For full credit the source of the data that you pull from should be dynamic. Not a static XML or JSON file sitting on a server somewhere. By "dynamic" I mean it should give you different data from the same URL depending on when you request it *or* it should be constructed from the parameters of the URL that you give it.
If you use things that are completely static there will be a 3 point penalty per static source.
If you put the static feed in your table then there will be an additional 5 point penalty
Create a web-page that loads one of the 5 data-sources using AJAX, parses it and presents the data as a table on the webpage.
You must deal with cross-site data requests (you need a proxy or JSONP),
You must pick a library (probably jQuery) to parse and manipulate the data
You must insert/modify an html structure into a web-page using javascript
For the dynamic table:
It must have one row for every entry in the feed
Each row must have a description of the feed entry and the associated geo-data (at least)
The number of rows must *not* be hardcoded into the HTML. It must be dynamically loaded from the remote URL
Turn in a link to your web-page using the EEE Quiz Mechanism Turn in here
The web-page should list the 5 data sources (by URL) and your written description of what they are
Also on the web page should be a description of how you accomplished your data-parsing
Also on the web page is the dynamic table that is the result of your parsing (it should generate itself from a live AJAX call)

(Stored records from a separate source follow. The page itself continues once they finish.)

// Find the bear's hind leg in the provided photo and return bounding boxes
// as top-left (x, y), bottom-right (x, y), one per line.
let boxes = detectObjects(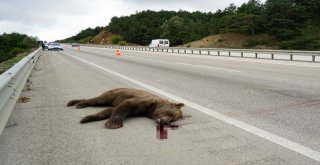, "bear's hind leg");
top-left (80, 108), bottom-right (113, 124)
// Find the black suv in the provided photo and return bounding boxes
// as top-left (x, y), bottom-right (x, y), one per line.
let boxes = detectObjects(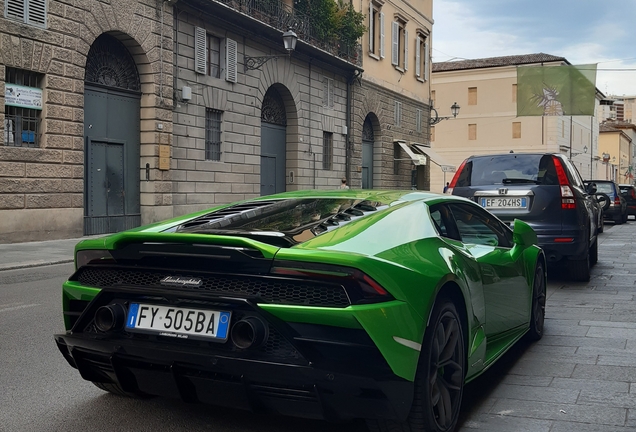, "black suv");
top-left (448, 153), bottom-right (602, 281)
top-left (585, 180), bottom-right (627, 225)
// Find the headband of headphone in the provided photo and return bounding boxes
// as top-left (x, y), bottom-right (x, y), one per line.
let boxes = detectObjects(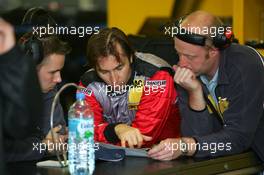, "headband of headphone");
top-left (19, 7), bottom-right (56, 65)
top-left (174, 16), bottom-right (234, 49)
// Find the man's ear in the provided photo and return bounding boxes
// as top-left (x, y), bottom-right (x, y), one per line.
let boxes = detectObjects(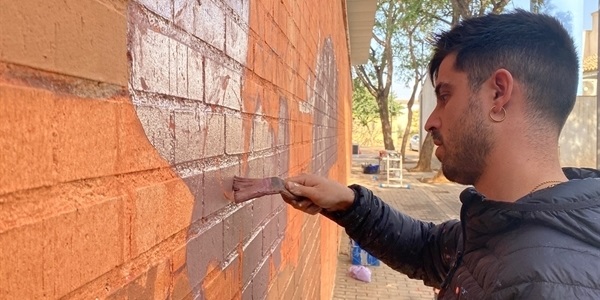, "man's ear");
top-left (490, 69), bottom-right (514, 111)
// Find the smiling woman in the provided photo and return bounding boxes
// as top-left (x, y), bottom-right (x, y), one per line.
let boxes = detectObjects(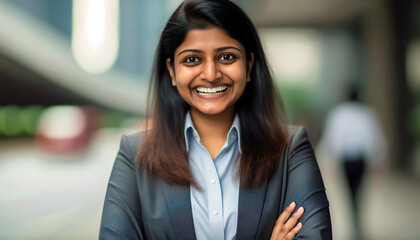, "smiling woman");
top-left (100, 0), bottom-right (332, 239)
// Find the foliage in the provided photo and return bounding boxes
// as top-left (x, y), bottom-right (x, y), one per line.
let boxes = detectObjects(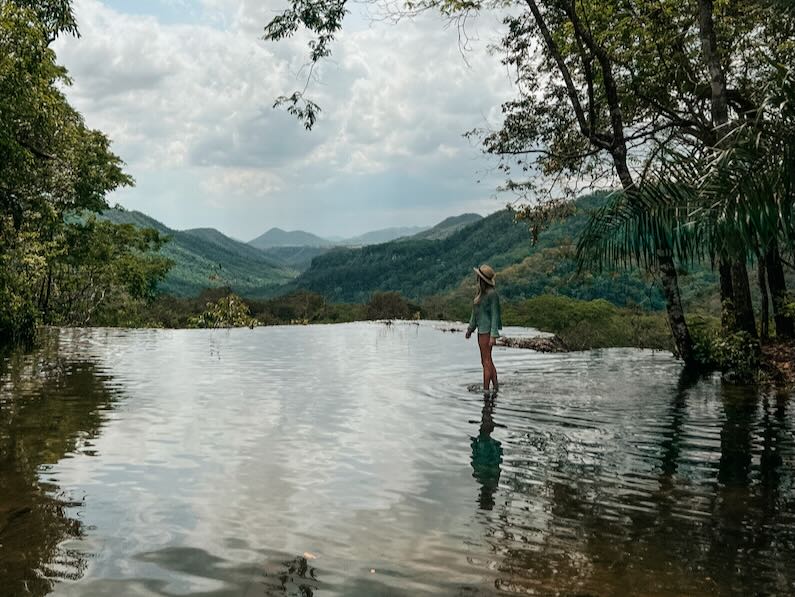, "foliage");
top-left (295, 194), bottom-right (715, 311)
top-left (47, 216), bottom-right (171, 325)
top-left (503, 295), bottom-right (672, 350)
top-left (0, 0), bottom-right (132, 343)
top-left (578, 63), bottom-right (795, 267)
top-left (365, 291), bottom-right (420, 319)
top-left (694, 328), bottom-right (762, 383)
top-left (189, 294), bottom-right (257, 328)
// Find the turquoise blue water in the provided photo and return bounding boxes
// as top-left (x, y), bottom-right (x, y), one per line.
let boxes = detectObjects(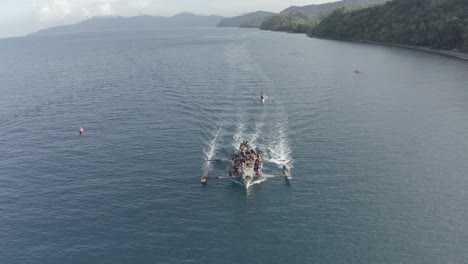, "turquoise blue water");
top-left (0, 28), bottom-right (468, 264)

For bonus points do this three times: load one XML AJAX example, one JSON AJAX example and one JSONP example.
While graphic design is not the focus of this assignment, feel free to make your webpage look good.
Resources:
a proxy program which will get around the cross-site data restrictions:
Please note that this file must be on a machine that has both php and curl installed (students.ics.uci.edu is one such machine). The myProxy.php file must be on the same domain as the one that is executing the javascript. That's the whole point of why you need it.